De plus, dans la faillite de la catégorie d’Etat, SINDJOUN aurait pu observer que les traits belligènes qui semblaient être spécifiques à l’Afrique semblent se répandre, telle une trainée de poudre, sur le globe. Si on s’arrête un instant sur le conflit syrien[3], on pourrait y voir une tendance à « l’africanisation des conflits[4] » tant on peut y lire les trois niveaux de crises énoncées (territoire, monopole de la violence, population) : intra étatiques, ethniques, religieux, transfrontaliers. Ainsi aurait-il conclu que l’Afrique, dès l’époque de sa disgrâce par les réalistes, préfigurait déjà la face réelle de relations internationales de l’heure, tant le mythe frileux de l’Etat semble en perdition de nos jours.
A titre d’apport, cet article du Pr. Luc Sindjoun donne une meilleure compréhension de la perception que l’Europe et les USA ont eu, et ont, des Etats africains sur l’échiquier des relations internationales. A l’aune des différentes théories ainsi développées, et dont les limites sont soulevées du même coup par l’auteur, il apparait qu’aucune d’entre elles n’est infaillible mais qu’il faut y reconnaitre des morceaux de vérité permettant de cerner l’objet Afrique dans sa globalité et sa complexité.
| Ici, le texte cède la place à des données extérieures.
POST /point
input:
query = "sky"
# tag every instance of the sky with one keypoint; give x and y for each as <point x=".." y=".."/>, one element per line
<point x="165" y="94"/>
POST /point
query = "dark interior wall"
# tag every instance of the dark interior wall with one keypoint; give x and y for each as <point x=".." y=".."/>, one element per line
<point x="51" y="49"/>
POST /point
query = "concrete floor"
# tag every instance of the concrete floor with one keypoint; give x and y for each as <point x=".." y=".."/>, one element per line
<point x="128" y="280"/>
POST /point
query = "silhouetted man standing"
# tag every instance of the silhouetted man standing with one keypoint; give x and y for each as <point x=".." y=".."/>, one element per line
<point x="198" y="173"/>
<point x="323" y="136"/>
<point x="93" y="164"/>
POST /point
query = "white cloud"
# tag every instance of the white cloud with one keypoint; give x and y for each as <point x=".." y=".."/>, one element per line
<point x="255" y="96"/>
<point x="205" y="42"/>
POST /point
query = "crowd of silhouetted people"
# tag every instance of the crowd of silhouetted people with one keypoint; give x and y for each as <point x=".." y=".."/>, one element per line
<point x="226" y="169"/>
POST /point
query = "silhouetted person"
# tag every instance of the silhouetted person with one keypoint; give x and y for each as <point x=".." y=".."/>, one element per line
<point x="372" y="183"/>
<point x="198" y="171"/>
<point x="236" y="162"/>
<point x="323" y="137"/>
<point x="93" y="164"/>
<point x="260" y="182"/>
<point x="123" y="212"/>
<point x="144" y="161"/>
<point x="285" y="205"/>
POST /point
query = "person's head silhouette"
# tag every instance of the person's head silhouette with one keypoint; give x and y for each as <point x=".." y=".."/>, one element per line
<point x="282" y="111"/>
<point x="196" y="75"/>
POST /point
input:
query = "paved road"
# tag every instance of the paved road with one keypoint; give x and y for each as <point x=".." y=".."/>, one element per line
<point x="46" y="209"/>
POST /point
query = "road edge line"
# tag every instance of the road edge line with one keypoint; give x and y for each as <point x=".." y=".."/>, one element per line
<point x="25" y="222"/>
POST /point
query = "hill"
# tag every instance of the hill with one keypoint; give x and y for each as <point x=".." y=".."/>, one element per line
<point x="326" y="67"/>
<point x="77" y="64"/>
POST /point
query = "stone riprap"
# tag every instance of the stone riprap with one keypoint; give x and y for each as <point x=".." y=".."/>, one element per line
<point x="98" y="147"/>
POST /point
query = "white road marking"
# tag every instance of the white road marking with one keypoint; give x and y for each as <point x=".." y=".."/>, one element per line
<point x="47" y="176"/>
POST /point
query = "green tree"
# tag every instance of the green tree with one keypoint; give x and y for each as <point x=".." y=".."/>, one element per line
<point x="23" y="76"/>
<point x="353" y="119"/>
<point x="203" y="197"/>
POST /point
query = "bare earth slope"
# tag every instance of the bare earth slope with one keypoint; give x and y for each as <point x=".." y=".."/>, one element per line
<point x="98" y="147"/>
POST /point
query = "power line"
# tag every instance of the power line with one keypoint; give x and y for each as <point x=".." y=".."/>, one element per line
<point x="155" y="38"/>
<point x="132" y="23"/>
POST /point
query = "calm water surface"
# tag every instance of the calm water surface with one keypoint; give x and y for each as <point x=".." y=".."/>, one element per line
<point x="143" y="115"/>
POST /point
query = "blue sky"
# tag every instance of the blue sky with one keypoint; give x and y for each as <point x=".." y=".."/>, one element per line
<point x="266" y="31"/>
Sur le plan méthodologique, cet article expose comment utiliser une thèse dans une argumentation tout en en relevant au passage ses limites.
Pour tout manageur, cet article est un outil précieux de perception et lecture de l’environnement[5] dans lequel évoluent les organisations basées, ou ayant l’intention des se délocaliser, en Afrique[6] ; car il permet de mieux cerner les acteurs et les facteurs à prendre en compte lors de l’identification des menaces et des opportunités inhérentes à ce continent.